Current policy requires high schoolers to accumulate 23 credits — in English, social studies, math, science and other requirements — to graduate, a total that includes their ninth-grade years from junior high. If the high schools’ six-period days were retained, a student following a regular schedule would be able to earn only 24 credits.

Going to seven periods a day would give a student a chance to get 28 credits over four years, opening up more opportunities to take elective courses. And that would be an important expansion, considering the district has added more requirements — a third year of science, a fourth year of English — in recent years, Harwood said.

With the district facing ongoing budget stress, he said, the district wouldn’t be looking to actually add many, if any, elective courses.

“(Students) won’t have more things to choose from,” Harwood said. “You’ll just have more opportunities to do things you want to try.”

Class times would decrease, with each period losing about 20 to 25 minutes per week, Harwood said.
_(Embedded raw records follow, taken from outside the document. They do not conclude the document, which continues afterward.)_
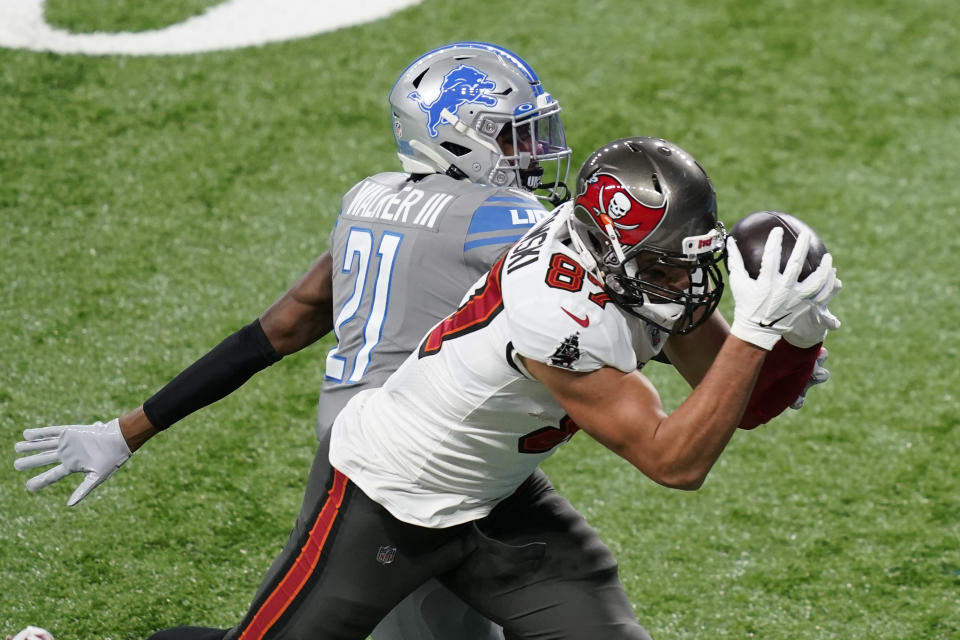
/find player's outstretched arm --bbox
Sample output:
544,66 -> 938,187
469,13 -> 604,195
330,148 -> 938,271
668,227 -> 841,426
138,251 -> 333,432
522,225 -> 839,488
726,228 -> 841,427
665,300 -> 839,424
522,336 -> 766,490
13,253 -> 335,505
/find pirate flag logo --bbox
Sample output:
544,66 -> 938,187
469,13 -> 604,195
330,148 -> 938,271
549,333 -> 581,369
577,172 -> 667,246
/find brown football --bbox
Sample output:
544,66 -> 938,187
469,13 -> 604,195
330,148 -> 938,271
727,211 -> 827,279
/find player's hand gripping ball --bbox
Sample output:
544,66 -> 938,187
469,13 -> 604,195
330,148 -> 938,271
727,211 -> 828,279
725,210 -> 841,350
7,627 -> 54,640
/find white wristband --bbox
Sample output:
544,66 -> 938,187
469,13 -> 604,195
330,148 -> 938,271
730,318 -> 781,350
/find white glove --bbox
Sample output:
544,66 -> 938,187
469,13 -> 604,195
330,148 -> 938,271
727,227 -> 838,350
13,418 -> 131,506
791,347 -> 831,409
783,301 -> 842,348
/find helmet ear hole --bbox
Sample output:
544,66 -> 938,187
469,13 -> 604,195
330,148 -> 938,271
440,141 -> 471,157
650,173 -> 662,194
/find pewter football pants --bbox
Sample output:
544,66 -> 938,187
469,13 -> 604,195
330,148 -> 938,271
149,436 -> 651,640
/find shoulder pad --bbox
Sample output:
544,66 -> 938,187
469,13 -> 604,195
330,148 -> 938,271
502,225 -> 637,373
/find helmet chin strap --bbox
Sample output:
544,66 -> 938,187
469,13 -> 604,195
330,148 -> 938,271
635,298 -> 683,329
598,213 -> 627,263
539,180 -> 570,206
407,109 -> 513,181
564,206 -> 599,272
397,152 -> 437,174
440,108 -> 520,186
409,139 -> 455,173
443,108 -> 502,155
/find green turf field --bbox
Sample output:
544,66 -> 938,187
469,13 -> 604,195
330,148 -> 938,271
2,0 -> 958,638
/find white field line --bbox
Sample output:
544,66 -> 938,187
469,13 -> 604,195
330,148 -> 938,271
0,0 -> 423,56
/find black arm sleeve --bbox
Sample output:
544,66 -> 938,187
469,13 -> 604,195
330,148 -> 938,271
142,319 -> 282,431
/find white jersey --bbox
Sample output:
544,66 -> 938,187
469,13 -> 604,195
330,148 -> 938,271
329,203 -> 666,527
318,172 -> 550,435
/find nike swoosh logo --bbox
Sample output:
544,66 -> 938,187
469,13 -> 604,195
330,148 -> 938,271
561,307 -> 590,328
758,313 -> 790,328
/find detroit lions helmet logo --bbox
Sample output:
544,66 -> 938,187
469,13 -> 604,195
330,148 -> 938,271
576,172 -> 667,246
408,64 -> 498,138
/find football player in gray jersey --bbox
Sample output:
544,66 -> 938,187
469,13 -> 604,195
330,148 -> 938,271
317,171 -> 556,436
15,43 -> 571,640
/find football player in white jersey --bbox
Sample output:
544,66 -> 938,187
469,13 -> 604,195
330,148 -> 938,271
330,137 -> 841,531
330,139 -> 840,640
117,136 -> 837,639
14,43 -> 573,640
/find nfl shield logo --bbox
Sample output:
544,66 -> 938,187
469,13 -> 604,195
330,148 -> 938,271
376,545 -> 397,565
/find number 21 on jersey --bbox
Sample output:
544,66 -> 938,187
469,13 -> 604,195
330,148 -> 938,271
325,228 -> 402,383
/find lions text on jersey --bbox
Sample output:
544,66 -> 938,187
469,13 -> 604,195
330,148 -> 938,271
330,202 -> 665,528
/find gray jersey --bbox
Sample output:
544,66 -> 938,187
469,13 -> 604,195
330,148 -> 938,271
317,171 -> 549,434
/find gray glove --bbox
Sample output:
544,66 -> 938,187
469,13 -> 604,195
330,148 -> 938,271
791,347 -> 831,410
14,418 -> 131,506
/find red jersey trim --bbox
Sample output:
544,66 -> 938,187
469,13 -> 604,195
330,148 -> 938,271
419,253 -> 506,357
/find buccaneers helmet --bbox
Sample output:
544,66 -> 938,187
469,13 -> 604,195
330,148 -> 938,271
567,137 -> 726,334
389,42 -> 570,203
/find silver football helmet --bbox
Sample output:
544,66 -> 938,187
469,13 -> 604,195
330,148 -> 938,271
389,42 -> 571,203
567,137 -> 726,334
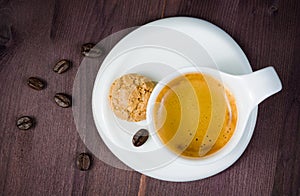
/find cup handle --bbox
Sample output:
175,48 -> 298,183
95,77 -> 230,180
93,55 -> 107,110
240,66 -> 282,109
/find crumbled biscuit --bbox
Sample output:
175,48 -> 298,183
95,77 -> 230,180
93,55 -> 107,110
108,74 -> 155,122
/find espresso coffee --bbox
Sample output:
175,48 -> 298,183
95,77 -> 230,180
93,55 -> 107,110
153,73 -> 237,158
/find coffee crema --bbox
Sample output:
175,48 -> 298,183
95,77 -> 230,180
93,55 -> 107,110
153,73 -> 237,158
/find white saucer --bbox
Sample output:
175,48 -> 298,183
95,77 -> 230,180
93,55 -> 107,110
92,17 -> 258,182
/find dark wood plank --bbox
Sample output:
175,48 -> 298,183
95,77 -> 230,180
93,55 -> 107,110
271,15 -> 300,196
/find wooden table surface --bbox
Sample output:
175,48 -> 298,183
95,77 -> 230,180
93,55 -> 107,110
0,0 -> 299,195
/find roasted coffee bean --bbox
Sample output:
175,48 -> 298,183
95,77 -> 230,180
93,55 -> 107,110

“But you get more classes, and the class times being looked at as part of the seven-period day are very similar to those in other districts,” Harwood said. “We think the options we open up with a seven-period day outweigh the loss of class time in any particular course.”

Flexibility vs. time

Shandy, who’s been teaching, coaching, administering and counseling in public schools for 39 years, knows the potential for shorter class periods might prompt concerns about students learning all they need to before graduation. School outcomes, of course, wouldn’t be expected to change.

“You’d have to cover all that material in lesser time,” he said.
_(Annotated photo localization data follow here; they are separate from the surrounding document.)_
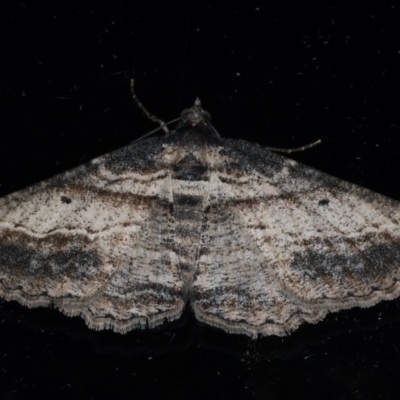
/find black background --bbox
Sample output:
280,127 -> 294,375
1,3 -> 400,400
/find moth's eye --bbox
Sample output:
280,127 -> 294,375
180,108 -> 191,117
203,110 -> 211,121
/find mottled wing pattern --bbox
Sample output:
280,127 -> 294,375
2,96 -> 400,338
192,138 -> 400,337
0,138 -> 185,333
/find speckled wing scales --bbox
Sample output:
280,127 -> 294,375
191,171 -> 321,338
0,138 -> 185,332
192,138 -> 400,337
2,97 -> 400,337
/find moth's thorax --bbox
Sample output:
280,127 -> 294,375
160,126 -> 223,174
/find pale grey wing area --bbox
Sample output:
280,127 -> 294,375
0,138 -> 185,333
191,170 -> 326,338
192,138 -> 400,337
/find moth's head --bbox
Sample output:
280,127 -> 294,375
169,98 -> 221,143
180,98 -> 211,126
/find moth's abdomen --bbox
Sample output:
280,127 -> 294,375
171,156 -> 209,286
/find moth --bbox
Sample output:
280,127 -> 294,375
0,93 -> 399,338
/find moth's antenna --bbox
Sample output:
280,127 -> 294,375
266,139 -> 321,154
130,79 -> 169,134
130,117 -> 181,144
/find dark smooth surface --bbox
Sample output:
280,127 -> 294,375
1,3 -> 400,400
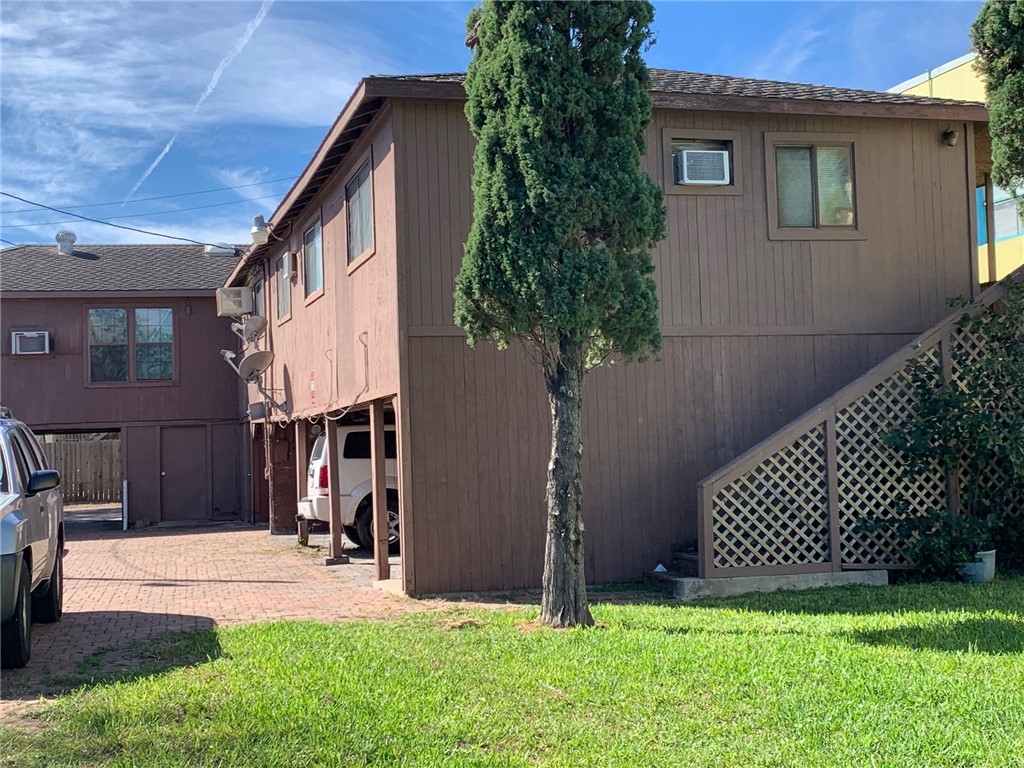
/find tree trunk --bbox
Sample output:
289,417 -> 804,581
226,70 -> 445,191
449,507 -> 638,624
540,336 -> 594,628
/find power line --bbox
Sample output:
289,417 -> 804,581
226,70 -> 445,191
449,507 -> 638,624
1,193 -> 281,230
0,176 -> 297,214
0,238 -> 20,247
0,192 -> 242,249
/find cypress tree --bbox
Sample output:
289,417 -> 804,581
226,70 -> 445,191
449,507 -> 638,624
971,0 -> 1024,195
456,0 -> 666,627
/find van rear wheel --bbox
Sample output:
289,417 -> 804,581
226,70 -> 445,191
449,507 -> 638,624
355,491 -> 400,554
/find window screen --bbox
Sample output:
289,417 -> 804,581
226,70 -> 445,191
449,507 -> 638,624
776,147 -> 814,228
88,309 -> 129,382
135,308 -> 173,381
774,143 -> 855,229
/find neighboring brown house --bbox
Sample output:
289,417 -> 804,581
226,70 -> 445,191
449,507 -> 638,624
0,239 -> 247,525
225,69 -> 989,595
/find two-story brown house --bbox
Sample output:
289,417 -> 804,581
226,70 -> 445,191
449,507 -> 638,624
226,69 -> 989,596
1,239 -> 247,526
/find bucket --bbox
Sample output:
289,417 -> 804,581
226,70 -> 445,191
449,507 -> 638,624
960,550 -> 996,583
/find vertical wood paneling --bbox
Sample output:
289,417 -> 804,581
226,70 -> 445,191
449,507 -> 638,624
395,100 -> 978,593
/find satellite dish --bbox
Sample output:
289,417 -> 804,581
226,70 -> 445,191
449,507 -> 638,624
236,350 -> 274,382
241,315 -> 267,343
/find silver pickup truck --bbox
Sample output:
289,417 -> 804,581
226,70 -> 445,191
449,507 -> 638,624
0,409 -> 64,669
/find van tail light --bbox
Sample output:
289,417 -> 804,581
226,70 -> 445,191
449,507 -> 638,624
317,465 -> 329,495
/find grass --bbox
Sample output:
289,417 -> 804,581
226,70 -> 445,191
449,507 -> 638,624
3,577 -> 1023,767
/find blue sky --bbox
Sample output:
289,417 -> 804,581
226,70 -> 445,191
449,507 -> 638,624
0,0 -> 983,248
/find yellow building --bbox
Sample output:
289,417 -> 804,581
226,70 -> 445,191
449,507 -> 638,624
892,54 -> 1023,282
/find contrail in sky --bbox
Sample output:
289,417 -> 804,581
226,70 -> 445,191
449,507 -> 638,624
123,0 -> 276,203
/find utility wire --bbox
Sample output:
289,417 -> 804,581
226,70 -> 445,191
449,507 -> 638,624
0,192 -> 242,248
0,176 -> 296,214
0,238 -> 20,247
1,193 -> 281,229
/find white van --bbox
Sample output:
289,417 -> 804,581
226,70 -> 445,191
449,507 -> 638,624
297,425 -> 398,552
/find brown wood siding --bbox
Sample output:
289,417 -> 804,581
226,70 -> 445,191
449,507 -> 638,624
0,296 -> 238,430
394,99 -> 976,594
256,110 -> 401,421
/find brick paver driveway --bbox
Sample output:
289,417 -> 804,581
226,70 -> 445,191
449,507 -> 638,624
0,505 -> 427,710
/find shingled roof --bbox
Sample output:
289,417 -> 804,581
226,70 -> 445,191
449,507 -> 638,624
373,68 -> 985,110
1,243 -> 238,293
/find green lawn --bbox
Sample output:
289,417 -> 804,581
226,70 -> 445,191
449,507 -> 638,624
4,578 -> 1024,767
Then again, a student taking two music courses — orchestra and choir, for example — might have the opportunity to enroll in a foreign language class. Or an athlete in weightlifting and debate could take part in an art class.

Such is the view from the counselor’s office at Lawrence High, where officials will be ready to arrange whatever schedules district leaders ultimately decide to implement for next year

“There’s a positive and a negative in everything we do in the world,” Shandy said.